Set By : Arundhati Roy
Arundhati Roy won the Booker prize for her novel "The God of Small Things" in the year 1997 making her the first Indian woman to receive the prestigious award. The award carried a prize of about US $30,000 and a citation that noted, 'The book keeps all the promises that it makes.'
The Man Booker Prize for Fiction is a literary prize awarded each year for the best original full-length novel, written in the English language, by a citizen of the Commonwealth of Nations, Ireland, or Zimbabwe.
Roy began writing her first novel, The God of Small Things, in 1992, completing it in 1996. The book is semi-autobiographical and a major part captures her childhood experiences in Aymanam.
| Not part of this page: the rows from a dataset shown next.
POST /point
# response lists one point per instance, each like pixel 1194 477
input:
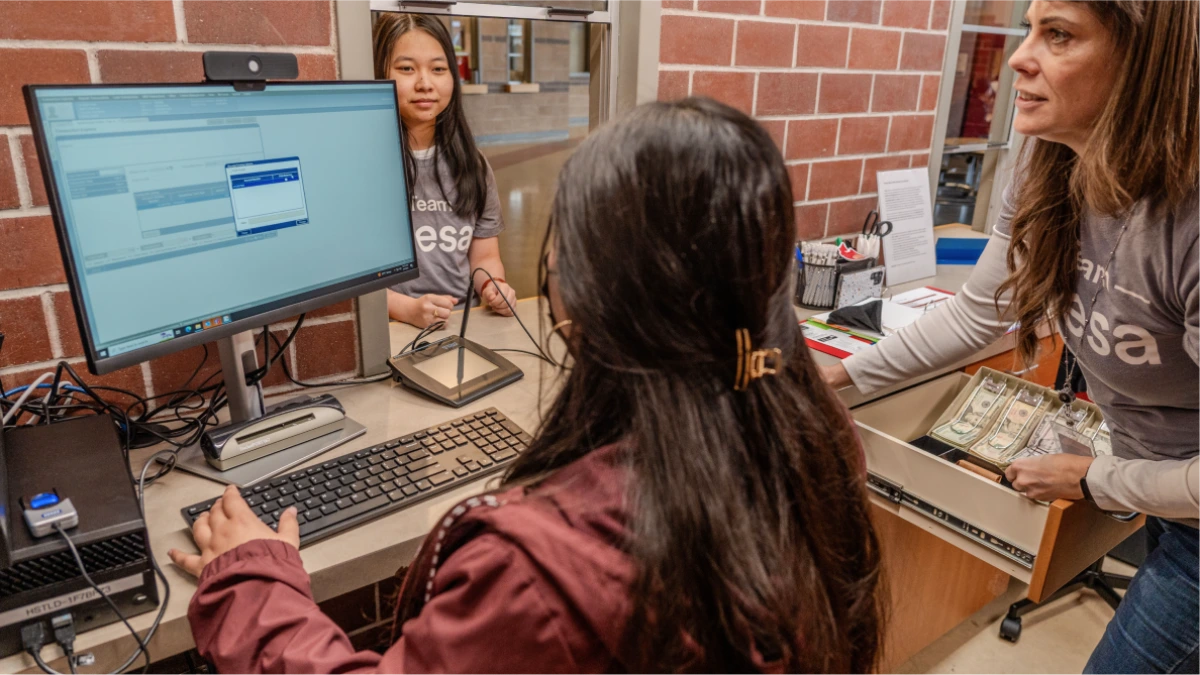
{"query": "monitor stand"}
pixel 259 441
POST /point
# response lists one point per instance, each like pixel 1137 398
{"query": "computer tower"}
pixel 82 460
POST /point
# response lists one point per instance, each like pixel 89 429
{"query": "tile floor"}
pixel 1055 640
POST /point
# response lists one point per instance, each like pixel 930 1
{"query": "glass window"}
pixel 519 43
pixel 997 13
pixel 982 102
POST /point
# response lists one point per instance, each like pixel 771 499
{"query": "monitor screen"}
pixel 189 213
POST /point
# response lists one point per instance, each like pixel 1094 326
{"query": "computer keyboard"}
pixel 366 484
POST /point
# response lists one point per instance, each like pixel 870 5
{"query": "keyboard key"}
pixel 420 464
pixel 343 514
pixel 425 472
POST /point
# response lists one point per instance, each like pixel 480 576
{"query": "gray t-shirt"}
pixel 442 237
pixel 1141 353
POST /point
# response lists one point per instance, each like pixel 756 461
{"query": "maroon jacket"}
pixel 533 583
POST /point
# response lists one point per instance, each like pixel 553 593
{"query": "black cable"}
pixel 257 375
pixel 75 553
pixel 529 353
pixel 287 371
pixel 514 310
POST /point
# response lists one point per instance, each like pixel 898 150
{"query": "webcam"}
pixel 249 66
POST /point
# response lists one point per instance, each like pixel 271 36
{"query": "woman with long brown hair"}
pixel 695 499
pixel 1101 236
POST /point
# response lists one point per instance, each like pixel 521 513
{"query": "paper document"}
pixel 894 317
pixel 832 342
pixel 910 250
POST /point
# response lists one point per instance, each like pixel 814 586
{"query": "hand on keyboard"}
pixel 229 524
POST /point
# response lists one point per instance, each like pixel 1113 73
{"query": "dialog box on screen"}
pixel 267 195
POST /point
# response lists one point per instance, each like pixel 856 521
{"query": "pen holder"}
pixel 819 287
pixel 816 286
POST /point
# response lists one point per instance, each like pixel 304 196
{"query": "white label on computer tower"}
pixel 69 599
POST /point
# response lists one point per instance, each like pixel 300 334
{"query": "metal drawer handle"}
pixel 569 12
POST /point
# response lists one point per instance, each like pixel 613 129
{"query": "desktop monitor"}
pixel 189 213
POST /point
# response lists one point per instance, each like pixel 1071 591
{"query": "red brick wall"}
pixel 845 87
pixel 118 41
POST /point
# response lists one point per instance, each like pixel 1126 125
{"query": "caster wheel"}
pixel 1011 628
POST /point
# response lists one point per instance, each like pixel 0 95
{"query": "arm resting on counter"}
pixel 954 330
pixel 1162 488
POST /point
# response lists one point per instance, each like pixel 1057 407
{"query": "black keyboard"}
pixel 365 484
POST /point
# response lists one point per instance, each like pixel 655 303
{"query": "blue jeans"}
pixel 1157 628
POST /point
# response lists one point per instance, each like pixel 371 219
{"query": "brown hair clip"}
pixel 753 363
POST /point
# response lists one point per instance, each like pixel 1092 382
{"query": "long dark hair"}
pixel 750 530
pixel 1145 148
pixel 453 138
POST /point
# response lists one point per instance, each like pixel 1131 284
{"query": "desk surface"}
pixel 378 549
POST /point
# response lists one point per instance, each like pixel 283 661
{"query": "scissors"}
pixel 875 227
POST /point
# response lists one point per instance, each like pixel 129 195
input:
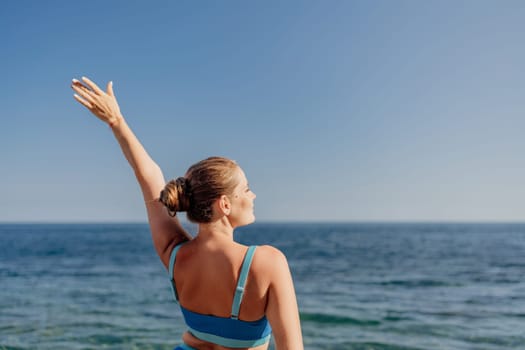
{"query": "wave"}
pixel 336 319
pixel 375 346
pixel 418 283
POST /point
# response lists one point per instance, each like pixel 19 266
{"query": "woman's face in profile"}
pixel 242 202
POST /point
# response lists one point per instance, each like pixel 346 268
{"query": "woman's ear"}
pixel 225 204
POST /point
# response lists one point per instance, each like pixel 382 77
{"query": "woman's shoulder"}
pixel 268 258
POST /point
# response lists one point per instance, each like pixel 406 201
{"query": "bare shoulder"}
pixel 269 258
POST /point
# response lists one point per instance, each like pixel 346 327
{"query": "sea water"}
pixel 359 286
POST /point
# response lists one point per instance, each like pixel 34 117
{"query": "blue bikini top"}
pixel 225 331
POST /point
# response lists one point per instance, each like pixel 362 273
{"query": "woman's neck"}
pixel 219 229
The publication of The God of Small Things catapulted Roy to instant international fame. It received the 1997 Booker Prize for Fiction and was listed as one of the New York Times Notable Books of the Year for 1997. It reached fourth position on the New York Times Bestsellers list for Independent Fiction. From the beginning, the book was also a commercial success: Roy received half a million pounds as an advance; It was published in May, and the book had been sold to eighteen countries by the end of June.
The God of Small Things received stellar reviews in major American newspapers such as The New York Times (a "dazzling first novel," "extraordinary," "at once so morally strenuous and so imaginatively supple") and the Los Angeles Times ("a novel of poignancy and considerable sweep"), and in Canadian publications such as the Toronto Star ("a lush, magical novel"). By the end of the year, it had become one of the five best books of 1997 by TIME.
Roy is a well known peace activist and she was awarded the Sydney Peace Prize in May, 2004, for her work in social campaigns and advocacy of non-violence. In November 2016, she was awarded the Norman Mailer Prize for Distinguished Writing.